The walk maintains context as it descends:
  • path: number[]: Element indices tracking position in the tree, used by resolveStableId() to generate deterministic IDs for Parallel and Ralph nodes that do not have explicit id props.
  • iteration: number: The current Ralph iteration, applied to all Task descendants.
  • ralphId?: string: The enclosing Ralph’s ID, propagated to child tasks.
  • parallelStack: A stack of enclosing Parallel groups with their IDs and max concurrency, so tasks know which parallel group they belong to.
Nested <Ralph> is explicitly disallowed — the extraction throws an error if a smithers:ralph is encountered inside another Ralph.

Why React?

Smithers uses React’s reconciliation model for several reasons:
  1. Familiar component model: Developers can compose workflow logic using the same patterns they use for UI. Custom components, hooks, and conditional rendering all work as expected.
  2. Deterministic reconciliation: React’s diffing algorithm produces deterministic output given the same inputs.
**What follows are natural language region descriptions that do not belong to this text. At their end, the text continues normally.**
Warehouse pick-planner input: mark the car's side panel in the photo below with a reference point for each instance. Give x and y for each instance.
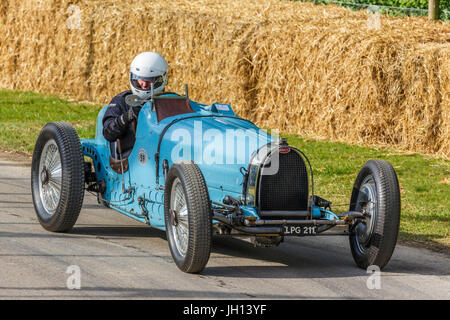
(220, 143)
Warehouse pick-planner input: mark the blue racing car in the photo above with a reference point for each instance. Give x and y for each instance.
(196, 170)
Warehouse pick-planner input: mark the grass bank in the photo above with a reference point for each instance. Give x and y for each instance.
(424, 181)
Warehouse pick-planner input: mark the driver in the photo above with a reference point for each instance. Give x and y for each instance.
(146, 68)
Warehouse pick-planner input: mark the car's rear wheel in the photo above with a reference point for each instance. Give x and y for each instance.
(57, 177)
(376, 193)
(187, 213)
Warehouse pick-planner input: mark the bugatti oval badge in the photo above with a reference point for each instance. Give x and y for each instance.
(142, 156)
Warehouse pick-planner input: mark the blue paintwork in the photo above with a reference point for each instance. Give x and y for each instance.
(221, 178)
(140, 180)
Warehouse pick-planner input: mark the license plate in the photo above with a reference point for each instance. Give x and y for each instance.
(299, 230)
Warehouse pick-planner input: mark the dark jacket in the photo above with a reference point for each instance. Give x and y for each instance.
(113, 128)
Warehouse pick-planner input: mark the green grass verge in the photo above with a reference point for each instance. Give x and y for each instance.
(424, 181)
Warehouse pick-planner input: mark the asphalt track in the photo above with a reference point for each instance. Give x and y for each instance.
(119, 258)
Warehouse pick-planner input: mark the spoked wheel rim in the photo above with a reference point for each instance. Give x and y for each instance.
(50, 177)
(366, 203)
(179, 218)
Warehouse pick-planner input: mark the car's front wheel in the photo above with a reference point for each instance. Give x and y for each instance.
(57, 177)
(376, 194)
(188, 215)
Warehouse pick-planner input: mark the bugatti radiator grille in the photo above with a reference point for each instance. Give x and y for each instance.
(286, 190)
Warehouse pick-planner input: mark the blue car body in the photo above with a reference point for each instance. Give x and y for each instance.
(144, 182)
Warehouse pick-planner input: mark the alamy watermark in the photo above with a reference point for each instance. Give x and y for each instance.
(374, 280)
(74, 280)
(212, 146)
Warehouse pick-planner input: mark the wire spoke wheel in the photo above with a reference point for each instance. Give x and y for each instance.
(50, 177)
(366, 203)
(57, 177)
(376, 194)
(187, 214)
(180, 212)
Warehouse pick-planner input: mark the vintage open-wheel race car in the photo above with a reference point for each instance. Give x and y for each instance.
(196, 170)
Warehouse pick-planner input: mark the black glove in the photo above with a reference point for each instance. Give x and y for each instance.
(127, 117)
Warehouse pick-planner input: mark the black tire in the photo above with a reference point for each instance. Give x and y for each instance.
(61, 214)
(191, 255)
(376, 190)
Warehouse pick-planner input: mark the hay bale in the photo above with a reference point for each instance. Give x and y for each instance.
(321, 71)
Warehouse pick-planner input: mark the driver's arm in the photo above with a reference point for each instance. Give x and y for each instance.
(114, 125)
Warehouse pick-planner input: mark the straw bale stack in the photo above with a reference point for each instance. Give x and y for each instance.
(321, 71)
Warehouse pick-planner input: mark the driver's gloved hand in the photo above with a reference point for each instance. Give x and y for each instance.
(127, 117)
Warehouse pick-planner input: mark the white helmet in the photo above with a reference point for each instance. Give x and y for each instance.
(148, 66)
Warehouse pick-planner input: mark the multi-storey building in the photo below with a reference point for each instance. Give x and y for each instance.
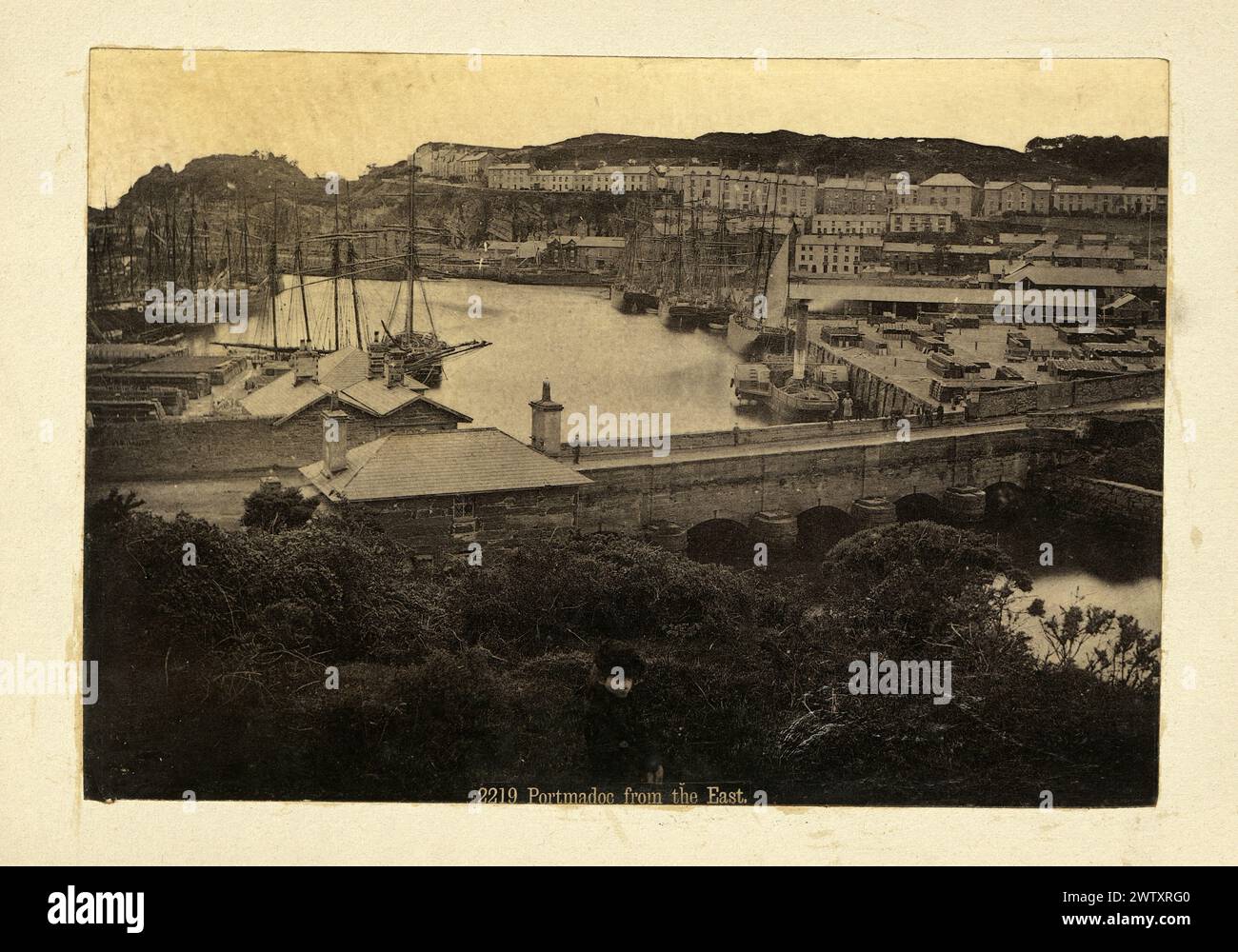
(951, 192)
(857, 196)
(510, 175)
(473, 166)
(1109, 200)
(849, 225)
(834, 254)
(1028, 197)
(914, 219)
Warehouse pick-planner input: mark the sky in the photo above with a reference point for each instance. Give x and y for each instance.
(341, 111)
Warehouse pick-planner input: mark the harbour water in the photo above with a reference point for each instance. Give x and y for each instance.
(630, 363)
(570, 336)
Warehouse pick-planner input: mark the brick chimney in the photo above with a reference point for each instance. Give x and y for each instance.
(378, 355)
(334, 441)
(546, 424)
(394, 367)
(305, 364)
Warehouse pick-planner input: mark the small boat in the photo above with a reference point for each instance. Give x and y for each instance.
(753, 329)
(799, 401)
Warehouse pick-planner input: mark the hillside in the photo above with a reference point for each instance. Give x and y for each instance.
(1073, 159)
(222, 185)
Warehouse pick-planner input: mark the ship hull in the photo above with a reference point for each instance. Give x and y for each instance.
(631, 302)
(792, 407)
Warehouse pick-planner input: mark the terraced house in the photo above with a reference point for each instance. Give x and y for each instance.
(951, 192)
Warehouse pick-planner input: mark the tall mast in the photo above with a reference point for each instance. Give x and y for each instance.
(273, 268)
(351, 272)
(296, 263)
(244, 239)
(190, 240)
(334, 270)
(412, 223)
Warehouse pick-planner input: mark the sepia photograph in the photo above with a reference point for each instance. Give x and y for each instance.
(608, 431)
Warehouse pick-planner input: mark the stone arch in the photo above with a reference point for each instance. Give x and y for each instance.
(1003, 498)
(719, 538)
(915, 506)
(821, 527)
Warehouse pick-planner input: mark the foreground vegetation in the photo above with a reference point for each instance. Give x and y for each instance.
(323, 663)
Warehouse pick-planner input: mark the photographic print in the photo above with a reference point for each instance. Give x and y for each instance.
(609, 431)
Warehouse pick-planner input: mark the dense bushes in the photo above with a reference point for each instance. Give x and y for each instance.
(325, 663)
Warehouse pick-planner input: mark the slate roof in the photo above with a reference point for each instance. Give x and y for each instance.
(948, 178)
(346, 371)
(283, 399)
(452, 462)
(1061, 276)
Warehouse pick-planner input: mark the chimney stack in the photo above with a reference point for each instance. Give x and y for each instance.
(305, 364)
(546, 424)
(394, 367)
(378, 355)
(334, 441)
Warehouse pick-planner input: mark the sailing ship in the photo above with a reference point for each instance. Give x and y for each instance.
(634, 291)
(130, 259)
(799, 398)
(759, 324)
(424, 349)
(697, 291)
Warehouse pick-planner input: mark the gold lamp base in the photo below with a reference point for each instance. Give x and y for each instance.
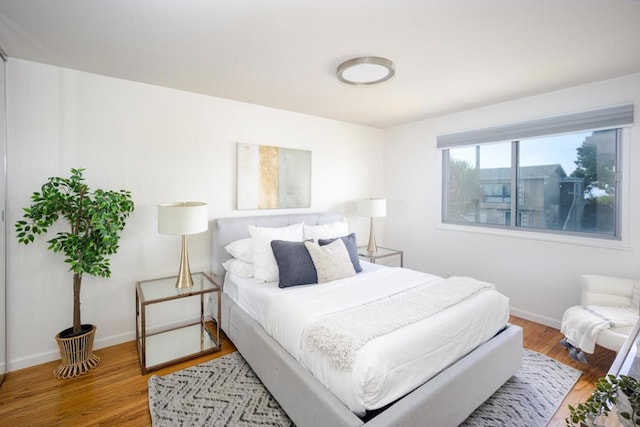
(372, 248)
(184, 274)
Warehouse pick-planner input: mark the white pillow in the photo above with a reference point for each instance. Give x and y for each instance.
(238, 267)
(332, 261)
(241, 249)
(265, 268)
(325, 231)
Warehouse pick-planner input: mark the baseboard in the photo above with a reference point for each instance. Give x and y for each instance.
(54, 352)
(543, 320)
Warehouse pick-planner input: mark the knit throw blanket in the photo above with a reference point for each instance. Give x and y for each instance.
(340, 335)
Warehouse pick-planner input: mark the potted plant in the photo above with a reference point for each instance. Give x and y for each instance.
(95, 219)
(621, 392)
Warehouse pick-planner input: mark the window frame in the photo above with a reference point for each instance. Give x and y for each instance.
(620, 197)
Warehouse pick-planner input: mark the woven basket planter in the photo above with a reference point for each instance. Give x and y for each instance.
(76, 353)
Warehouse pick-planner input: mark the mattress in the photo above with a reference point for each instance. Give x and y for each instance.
(389, 366)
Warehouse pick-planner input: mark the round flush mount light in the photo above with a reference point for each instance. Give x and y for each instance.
(367, 70)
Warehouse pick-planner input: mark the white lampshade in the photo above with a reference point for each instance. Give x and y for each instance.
(372, 208)
(183, 218)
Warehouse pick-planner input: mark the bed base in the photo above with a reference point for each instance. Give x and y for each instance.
(445, 400)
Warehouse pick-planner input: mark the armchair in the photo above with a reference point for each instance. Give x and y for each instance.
(609, 308)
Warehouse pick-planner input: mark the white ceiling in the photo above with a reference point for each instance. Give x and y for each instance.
(450, 55)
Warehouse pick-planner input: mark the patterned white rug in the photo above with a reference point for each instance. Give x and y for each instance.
(226, 392)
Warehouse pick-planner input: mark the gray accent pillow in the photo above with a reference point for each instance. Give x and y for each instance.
(352, 247)
(294, 263)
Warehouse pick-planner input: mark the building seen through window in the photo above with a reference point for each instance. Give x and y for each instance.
(563, 184)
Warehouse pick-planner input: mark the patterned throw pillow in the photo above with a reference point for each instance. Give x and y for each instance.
(332, 261)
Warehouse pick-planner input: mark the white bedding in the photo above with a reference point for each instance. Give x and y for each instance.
(389, 366)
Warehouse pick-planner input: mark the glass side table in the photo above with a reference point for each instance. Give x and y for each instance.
(162, 346)
(380, 253)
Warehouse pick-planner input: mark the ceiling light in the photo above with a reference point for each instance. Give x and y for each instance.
(367, 70)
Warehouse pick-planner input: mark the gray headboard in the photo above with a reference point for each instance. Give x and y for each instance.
(226, 230)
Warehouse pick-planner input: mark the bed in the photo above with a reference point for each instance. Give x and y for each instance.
(447, 398)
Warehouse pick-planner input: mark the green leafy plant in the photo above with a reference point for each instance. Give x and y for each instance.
(607, 393)
(95, 219)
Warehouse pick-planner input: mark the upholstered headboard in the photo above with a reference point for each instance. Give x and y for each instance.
(227, 230)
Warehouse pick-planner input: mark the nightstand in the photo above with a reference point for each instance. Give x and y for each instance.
(187, 335)
(380, 253)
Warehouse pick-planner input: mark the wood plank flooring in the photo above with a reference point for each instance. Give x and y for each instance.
(115, 393)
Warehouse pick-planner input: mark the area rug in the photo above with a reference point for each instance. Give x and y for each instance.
(226, 392)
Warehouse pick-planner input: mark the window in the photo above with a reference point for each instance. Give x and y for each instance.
(564, 183)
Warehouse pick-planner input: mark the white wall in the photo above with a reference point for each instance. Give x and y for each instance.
(541, 277)
(163, 145)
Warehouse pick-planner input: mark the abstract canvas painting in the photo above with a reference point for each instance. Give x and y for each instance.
(273, 177)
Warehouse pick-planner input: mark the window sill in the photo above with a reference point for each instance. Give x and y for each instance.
(604, 243)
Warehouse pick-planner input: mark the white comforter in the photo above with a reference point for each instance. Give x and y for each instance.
(391, 365)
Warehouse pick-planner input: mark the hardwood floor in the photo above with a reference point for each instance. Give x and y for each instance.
(115, 393)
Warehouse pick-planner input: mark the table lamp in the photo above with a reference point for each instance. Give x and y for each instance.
(373, 208)
(182, 219)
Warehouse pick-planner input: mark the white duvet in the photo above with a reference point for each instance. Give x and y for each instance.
(388, 366)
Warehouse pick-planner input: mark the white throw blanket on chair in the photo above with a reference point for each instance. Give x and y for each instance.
(582, 324)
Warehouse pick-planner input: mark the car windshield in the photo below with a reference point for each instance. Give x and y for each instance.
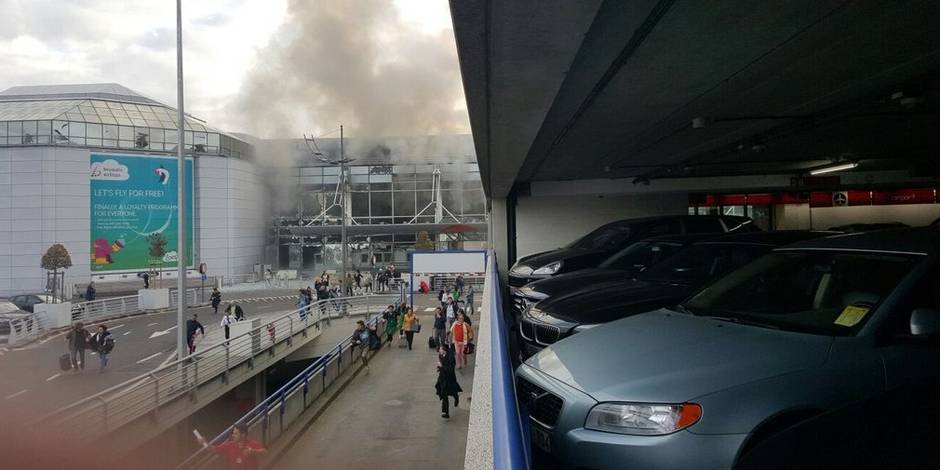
(702, 262)
(607, 237)
(640, 255)
(821, 292)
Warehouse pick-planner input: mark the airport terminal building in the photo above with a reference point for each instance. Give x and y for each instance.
(94, 167)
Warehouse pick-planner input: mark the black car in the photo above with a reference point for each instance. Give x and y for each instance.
(664, 284)
(623, 265)
(27, 301)
(591, 249)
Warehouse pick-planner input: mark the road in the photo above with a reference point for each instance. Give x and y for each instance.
(32, 383)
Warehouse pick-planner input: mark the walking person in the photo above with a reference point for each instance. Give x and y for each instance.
(410, 324)
(390, 315)
(216, 299)
(103, 344)
(461, 333)
(446, 385)
(360, 339)
(469, 303)
(90, 291)
(302, 304)
(192, 325)
(440, 327)
(227, 321)
(450, 314)
(77, 339)
(240, 451)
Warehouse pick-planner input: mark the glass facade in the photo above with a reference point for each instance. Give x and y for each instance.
(110, 124)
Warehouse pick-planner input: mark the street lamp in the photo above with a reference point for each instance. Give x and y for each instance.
(342, 162)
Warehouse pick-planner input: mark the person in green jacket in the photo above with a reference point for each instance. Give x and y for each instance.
(392, 320)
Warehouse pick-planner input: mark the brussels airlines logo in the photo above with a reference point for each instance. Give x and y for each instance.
(163, 175)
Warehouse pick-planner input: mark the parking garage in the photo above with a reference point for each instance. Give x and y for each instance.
(817, 119)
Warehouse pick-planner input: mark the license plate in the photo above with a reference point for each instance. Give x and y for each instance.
(541, 438)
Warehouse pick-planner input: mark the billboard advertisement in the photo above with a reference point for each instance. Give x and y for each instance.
(133, 197)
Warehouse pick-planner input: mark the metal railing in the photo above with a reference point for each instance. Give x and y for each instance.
(133, 399)
(268, 420)
(99, 310)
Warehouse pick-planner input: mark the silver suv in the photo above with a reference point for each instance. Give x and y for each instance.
(808, 328)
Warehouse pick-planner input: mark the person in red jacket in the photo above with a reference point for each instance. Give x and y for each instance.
(240, 451)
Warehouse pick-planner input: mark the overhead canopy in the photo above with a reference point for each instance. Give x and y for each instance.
(561, 90)
(384, 229)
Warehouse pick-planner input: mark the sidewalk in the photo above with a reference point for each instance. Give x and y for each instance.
(389, 418)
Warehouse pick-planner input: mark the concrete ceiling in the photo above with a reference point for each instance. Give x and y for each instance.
(577, 90)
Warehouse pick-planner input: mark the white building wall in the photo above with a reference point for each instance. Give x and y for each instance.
(548, 222)
(231, 218)
(45, 199)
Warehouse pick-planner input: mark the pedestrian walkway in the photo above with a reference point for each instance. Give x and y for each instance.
(389, 418)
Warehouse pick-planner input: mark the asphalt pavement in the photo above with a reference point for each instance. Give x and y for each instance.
(32, 383)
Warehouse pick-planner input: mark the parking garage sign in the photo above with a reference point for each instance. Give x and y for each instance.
(133, 197)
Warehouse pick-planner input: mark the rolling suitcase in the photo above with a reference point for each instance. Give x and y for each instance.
(65, 362)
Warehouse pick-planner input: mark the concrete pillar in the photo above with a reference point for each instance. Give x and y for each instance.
(498, 236)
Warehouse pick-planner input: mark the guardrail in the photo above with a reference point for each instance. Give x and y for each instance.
(103, 309)
(270, 418)
(497, 428)
(132, 399)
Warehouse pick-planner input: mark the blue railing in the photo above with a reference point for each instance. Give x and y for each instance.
(510, 441)
(278, 399)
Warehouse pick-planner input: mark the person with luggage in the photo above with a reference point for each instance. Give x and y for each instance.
(103, 343)
(77, 339)
(446, 385)
(227, 321)
(216, 299)
(461, 333)
(193, 325)
(236, 311)
(440, 327)
(90, 291)
(469, 302)
(410, 324)
(361, 339)
(240, 451)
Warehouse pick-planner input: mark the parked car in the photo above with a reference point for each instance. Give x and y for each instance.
(27, 301)
(662, 285)
(591, 249)
(623, 265)
(806, 329)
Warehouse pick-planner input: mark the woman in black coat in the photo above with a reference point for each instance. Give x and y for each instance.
(447, 385)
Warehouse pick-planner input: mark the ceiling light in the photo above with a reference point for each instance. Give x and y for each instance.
(833, 168)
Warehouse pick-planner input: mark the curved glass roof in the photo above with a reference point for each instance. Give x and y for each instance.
(104, 115)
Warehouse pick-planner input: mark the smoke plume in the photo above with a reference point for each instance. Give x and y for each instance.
(357, 63)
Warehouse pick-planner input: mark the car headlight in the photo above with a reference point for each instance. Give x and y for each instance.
(532, 293)
(582, 328)
(550, 268)
(644, 419)
(521, 270)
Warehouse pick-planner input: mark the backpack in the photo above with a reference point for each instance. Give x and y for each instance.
(108, 345)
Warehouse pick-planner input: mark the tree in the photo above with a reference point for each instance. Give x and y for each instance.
(157, 251)
(56, 258)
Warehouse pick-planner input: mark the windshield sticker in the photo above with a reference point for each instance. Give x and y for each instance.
(851, 315)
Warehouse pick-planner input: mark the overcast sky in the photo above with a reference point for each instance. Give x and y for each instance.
(133, 42)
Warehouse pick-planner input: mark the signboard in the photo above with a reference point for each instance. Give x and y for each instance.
(131, 198)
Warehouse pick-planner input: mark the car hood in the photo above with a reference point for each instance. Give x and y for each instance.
(670, 357)
(541, 259)
(606, 302)
(576, 280)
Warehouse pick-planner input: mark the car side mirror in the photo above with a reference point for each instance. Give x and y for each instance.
(925, 322)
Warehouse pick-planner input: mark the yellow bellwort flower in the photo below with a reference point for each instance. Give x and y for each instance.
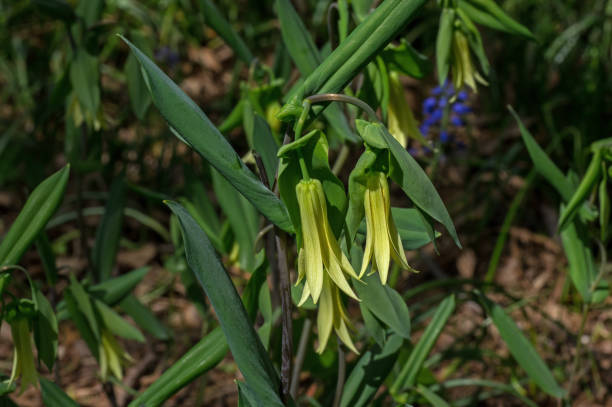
(332, 314)
(320, 250)
(23, 360)
(383, 240)
(400, 120)
(112, 356)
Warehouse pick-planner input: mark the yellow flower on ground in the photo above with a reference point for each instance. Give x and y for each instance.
(112, 356)
(382, 241)
(332, 314)
(23, 360)
(320, 250)
(400, 120)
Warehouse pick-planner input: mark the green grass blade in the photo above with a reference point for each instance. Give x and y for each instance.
(412, 367)
(521, 349)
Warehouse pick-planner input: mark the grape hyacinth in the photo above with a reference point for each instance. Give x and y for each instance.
(444, 102)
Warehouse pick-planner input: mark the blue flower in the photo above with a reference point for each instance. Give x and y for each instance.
(429, 105)
(461, 109)
(444, 137)
(456, 121)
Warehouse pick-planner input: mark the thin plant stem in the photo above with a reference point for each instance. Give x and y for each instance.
(341, 376)
(575, 365)
(286, 321)
(299, 358)
(338, 97)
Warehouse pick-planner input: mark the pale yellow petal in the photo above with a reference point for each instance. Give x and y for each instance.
(367, 252)
(381, 241)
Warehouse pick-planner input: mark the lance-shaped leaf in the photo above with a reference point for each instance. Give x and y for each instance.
(521, 349)
(407, 376)
(413, 180)
(202, 357)
(369, 373)
(35, 214)
(247, 349)
(191, 125)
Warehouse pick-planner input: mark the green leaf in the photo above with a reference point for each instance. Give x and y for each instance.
(296, 37)
(443, 43)
(84, 305)
(114, 290)
(191, 125)
(53, 395)
(109, 231)
(576, 245)
(78, 318)
(370, 372)
(521, 349)
(116, 324)
(202, 357)
(385, 303)
(543, 164)
(219, 23)
(413, 230)
(45, 330)
(357, 188)
(265, 145)
(47, 257)
(306, 57)
(415, 183)
(242, 217)
(140, 100)
(512, 26)
(84, 78)
(407, 376)
(33, 217)
(144, 317)
(588, 183)
(315, 152)
(407, 60)
(247, 349)
(432, 397)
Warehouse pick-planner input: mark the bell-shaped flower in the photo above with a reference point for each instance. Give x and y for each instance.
(464, 72)
(400, 120)
(383, 240)
(320, 254)
(332, 315)
(23, 360)
(112, 356)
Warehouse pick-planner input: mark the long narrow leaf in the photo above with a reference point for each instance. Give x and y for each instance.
(41, 204)
(191, 125)
(521, 349)
(412, 367)
(247, 349)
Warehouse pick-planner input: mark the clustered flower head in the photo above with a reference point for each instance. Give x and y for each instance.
(112, 356)
(323, 265)
(382, 239)
(23, 359)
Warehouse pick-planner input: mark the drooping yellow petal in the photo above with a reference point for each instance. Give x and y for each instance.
(330, 249)
(367, 252)
(381, 241)
(325, 317)
(312, 261)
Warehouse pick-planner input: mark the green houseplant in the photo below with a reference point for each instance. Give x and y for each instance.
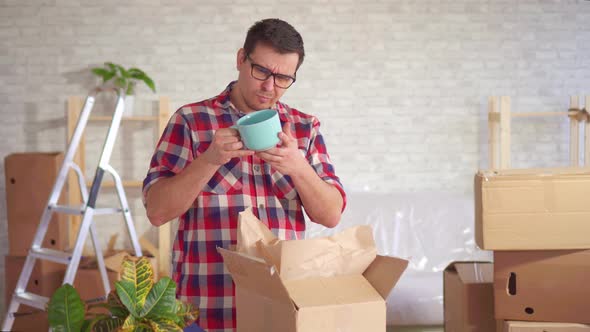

This is critical for a workflow engine where re-renders must be predictable.
  3. Efficient updates: On re-render, only the parts of the tree that changed are updated. The reconciler does not rebuild the entire host tree from scratch.
  4. Ecosystem compatibility: JSX tooling, TypeScript support, and developer experience are mature and well-understood.
The tradeoff is a dependency on react and react-reconciler, which adds bundle size. However, since Smithers runs server-side (Node/Bun), this is not a practical concern.

Debugging the Renderer

To inspect the host tree at any point:
import { SmithersRenderer } from "smithers-orchestrator/dom/renderer";

const renderer = new SmithersRenderer();
const result = await renderer.render(element);

// result.xml -- the XmlNode tree
// result.tasks -- the TaskDescriptor array
// result.mountedTaskIds -- the mounted task IDs

// View as JSON
console.log(JSON.stringify(result.xml, null, 2));
Frame snapshots are also stored in _smithers_frames:
sqlite3 workflow.db "SELECT frame_no, xml_hash, task_index_json FROM _smithers_frames WHERE run_id = 'abc'"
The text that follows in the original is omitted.